Только через месяц после возвращения в Петербург, перед самым моим отъездом на лето в деревню, одно лицо, а затем и другое сказали мне, что по сведениям из высших административных сфер, „Стародворский и теперь путается с каким-то Герасимовым" (начальником, кажется, охранного отделения или черт его знает (306) какого, я теперь забыл). Я сказал об этих ужасных слухах своему другу Новорусскому, сказал жене своей, а больше, кажется, не успел никому, и уехал в деревню, из которой возвратился только теперь. Пока я был в Москве, мне сообщили, что Новорусский попал в прескверное положение, так как Стародворский его хочет засадить в тюрьму за распространение дурных слухов, и требуют меня скорее в Петербурге для его спасенья и выяснения дела. Я сейчас же пошел с моей знакомой дамой Л. к той даме, которая еще в первую зиму после моего освобождения сказала за обедом о словах градоначальника, но она уже знала из газет о суде между Стародворским и Бурцевым и сказала только: „да, припоминаю, что-то было, но я теперь уже не помню ясно", и сейчас же переменила разговор.

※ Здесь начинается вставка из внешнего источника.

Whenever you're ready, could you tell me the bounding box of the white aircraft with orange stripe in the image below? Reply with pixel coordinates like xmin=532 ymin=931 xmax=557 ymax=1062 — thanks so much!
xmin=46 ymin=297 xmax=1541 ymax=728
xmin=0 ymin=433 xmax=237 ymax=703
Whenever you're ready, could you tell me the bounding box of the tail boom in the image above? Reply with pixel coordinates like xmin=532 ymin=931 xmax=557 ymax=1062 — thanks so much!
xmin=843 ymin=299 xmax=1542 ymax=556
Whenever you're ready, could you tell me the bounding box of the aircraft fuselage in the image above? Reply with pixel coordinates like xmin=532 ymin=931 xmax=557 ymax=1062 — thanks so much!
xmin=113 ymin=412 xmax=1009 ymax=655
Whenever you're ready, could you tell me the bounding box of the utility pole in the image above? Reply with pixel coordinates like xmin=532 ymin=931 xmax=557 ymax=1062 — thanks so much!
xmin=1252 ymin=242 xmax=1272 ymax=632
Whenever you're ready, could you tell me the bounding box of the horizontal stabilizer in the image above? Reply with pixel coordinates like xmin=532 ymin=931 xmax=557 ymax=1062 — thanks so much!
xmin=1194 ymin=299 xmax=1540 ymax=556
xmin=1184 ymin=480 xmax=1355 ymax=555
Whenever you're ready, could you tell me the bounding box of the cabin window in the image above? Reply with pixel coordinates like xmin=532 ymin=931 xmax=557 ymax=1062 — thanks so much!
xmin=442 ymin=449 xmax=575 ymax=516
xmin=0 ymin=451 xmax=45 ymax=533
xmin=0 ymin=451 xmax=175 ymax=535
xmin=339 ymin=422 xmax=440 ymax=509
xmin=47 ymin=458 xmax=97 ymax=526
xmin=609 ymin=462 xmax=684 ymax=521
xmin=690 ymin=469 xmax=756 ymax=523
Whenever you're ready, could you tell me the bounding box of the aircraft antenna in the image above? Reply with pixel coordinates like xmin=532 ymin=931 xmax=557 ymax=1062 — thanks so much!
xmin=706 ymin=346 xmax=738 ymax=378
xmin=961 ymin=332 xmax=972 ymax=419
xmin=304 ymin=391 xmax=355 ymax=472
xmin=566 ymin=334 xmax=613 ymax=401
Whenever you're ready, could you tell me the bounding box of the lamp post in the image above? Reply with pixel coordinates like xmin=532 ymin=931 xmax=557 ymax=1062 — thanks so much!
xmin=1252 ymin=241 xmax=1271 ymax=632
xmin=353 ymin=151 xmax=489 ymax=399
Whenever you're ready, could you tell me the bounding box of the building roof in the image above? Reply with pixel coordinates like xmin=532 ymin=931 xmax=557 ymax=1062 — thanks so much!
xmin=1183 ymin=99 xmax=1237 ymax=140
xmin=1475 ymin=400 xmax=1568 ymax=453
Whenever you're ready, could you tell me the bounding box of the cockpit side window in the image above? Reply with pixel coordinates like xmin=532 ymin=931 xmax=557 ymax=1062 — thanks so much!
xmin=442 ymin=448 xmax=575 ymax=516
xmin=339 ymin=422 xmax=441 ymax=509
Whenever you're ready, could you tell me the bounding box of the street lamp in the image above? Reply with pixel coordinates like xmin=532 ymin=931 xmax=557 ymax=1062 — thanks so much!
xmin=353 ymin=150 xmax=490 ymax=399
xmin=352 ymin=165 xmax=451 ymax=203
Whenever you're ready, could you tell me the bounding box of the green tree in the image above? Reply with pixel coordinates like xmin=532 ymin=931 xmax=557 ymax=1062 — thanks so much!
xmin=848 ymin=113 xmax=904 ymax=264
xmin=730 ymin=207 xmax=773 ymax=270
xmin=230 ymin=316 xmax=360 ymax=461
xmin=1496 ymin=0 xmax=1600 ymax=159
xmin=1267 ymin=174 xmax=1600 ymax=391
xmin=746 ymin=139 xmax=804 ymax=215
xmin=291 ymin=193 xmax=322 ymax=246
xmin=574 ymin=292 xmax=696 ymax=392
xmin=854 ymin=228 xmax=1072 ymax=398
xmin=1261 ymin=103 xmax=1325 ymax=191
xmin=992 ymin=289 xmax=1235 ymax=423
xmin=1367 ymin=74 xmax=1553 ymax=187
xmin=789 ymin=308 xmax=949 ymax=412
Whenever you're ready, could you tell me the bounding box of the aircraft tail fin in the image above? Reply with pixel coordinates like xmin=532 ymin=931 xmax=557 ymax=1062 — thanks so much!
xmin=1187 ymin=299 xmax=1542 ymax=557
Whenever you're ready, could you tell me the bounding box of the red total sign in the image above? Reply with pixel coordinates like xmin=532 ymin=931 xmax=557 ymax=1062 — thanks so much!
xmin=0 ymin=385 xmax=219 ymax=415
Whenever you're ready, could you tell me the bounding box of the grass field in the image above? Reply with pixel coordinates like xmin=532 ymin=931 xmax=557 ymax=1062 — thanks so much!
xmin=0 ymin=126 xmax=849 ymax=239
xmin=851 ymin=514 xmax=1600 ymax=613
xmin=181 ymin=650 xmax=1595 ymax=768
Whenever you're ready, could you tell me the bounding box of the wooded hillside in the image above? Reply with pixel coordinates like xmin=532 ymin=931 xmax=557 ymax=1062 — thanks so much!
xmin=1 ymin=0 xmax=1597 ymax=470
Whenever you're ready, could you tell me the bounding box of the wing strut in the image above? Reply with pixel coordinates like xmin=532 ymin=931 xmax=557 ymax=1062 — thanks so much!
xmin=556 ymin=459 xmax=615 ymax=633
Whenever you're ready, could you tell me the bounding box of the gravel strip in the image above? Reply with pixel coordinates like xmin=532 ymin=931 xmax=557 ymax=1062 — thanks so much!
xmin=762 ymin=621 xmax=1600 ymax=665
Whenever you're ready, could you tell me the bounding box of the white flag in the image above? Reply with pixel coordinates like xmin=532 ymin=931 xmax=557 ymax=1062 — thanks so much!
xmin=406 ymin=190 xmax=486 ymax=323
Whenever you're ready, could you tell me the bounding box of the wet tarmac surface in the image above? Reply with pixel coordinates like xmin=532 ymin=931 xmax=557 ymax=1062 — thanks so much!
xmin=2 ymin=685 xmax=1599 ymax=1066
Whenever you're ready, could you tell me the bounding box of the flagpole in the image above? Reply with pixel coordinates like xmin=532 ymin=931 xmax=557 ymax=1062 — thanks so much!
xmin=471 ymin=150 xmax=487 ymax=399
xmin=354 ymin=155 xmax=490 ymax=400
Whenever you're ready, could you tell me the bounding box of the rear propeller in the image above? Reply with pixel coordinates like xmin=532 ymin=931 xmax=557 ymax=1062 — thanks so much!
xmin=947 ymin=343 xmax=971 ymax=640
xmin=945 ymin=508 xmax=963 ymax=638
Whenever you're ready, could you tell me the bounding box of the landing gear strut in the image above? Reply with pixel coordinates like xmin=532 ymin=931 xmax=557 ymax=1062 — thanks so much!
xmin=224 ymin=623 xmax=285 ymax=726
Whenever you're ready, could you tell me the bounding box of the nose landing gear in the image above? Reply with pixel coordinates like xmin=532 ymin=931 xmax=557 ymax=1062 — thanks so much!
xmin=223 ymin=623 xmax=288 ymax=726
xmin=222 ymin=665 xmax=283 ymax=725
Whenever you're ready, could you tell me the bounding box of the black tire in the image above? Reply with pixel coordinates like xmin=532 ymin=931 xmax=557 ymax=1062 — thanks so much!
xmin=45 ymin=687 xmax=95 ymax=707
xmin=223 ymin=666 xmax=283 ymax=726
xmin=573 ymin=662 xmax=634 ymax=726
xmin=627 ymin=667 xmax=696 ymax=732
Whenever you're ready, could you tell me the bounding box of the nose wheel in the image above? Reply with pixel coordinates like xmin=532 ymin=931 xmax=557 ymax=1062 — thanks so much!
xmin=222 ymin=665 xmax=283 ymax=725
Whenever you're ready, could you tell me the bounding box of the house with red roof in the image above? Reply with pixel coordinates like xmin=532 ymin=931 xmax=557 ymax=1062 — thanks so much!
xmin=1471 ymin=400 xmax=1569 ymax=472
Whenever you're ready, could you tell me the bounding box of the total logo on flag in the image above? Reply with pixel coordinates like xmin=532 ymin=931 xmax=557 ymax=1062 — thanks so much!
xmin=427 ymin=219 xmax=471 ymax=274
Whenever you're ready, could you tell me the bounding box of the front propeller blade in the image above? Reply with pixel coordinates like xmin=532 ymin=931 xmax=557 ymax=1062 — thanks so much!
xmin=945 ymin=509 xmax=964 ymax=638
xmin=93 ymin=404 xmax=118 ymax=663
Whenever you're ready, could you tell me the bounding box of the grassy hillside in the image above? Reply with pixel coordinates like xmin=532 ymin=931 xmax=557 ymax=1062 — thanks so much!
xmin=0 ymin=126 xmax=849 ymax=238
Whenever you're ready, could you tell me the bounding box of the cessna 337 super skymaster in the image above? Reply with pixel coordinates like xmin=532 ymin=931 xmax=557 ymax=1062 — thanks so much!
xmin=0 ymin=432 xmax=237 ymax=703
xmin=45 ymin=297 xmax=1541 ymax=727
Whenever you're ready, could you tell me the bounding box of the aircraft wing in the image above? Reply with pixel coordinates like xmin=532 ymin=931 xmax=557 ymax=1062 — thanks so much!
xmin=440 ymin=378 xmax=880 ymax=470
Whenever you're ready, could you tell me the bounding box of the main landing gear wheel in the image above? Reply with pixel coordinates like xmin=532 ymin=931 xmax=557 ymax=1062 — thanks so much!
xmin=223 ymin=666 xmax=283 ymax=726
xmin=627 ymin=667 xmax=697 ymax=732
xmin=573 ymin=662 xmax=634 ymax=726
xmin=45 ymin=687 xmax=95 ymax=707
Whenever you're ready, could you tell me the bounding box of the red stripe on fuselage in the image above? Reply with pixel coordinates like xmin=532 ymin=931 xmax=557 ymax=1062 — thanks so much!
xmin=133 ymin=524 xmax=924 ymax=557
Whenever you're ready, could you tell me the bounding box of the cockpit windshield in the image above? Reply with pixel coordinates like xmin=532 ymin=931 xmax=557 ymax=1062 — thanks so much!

Тогда от меня стали требовать, чтоб я назвал того, кто сказал „путается с Герасимовым, но я наотрез отказался."
Когда Морозов пришел ко мне и спросил, какие прошения Стародворского имеются у меня, я рассказал ему обо всем, что знал о деле Стародворского, и выслушал его соображения.
Сколько мне помнится, Морозову я тогда же прямо сказал, что говорить Стародворскому о том, что у меня имеется текст его прошений, — нельзя, так как он сообщит об этом в Департамент Полиции и там легко догадаются, о каких прошениях идет речь и каким образом я мог их получить.
В тот же день мы вызвали Новорусского и говорили втроем. Вскоре я виделся с Лопатиным и его тоже посвятил в это дело.
Меня очень поразило то, что все эти трое шлиссельбуржцев, хорошо знавшие Стародворского и обстановку, в которой могли писаться эти его прошения, не только сразу согласились со мной, что он, действительно, писал эти прошения о помиловании, но и в том, что и в данное время он состоит в каких-то отношениях с охранкой.
(307)
Глава XXXVIII.
Предъявление мной обвинения Стародворскому и сделанное ему предостережение. — Стародворский снова начинает заниматься политикой.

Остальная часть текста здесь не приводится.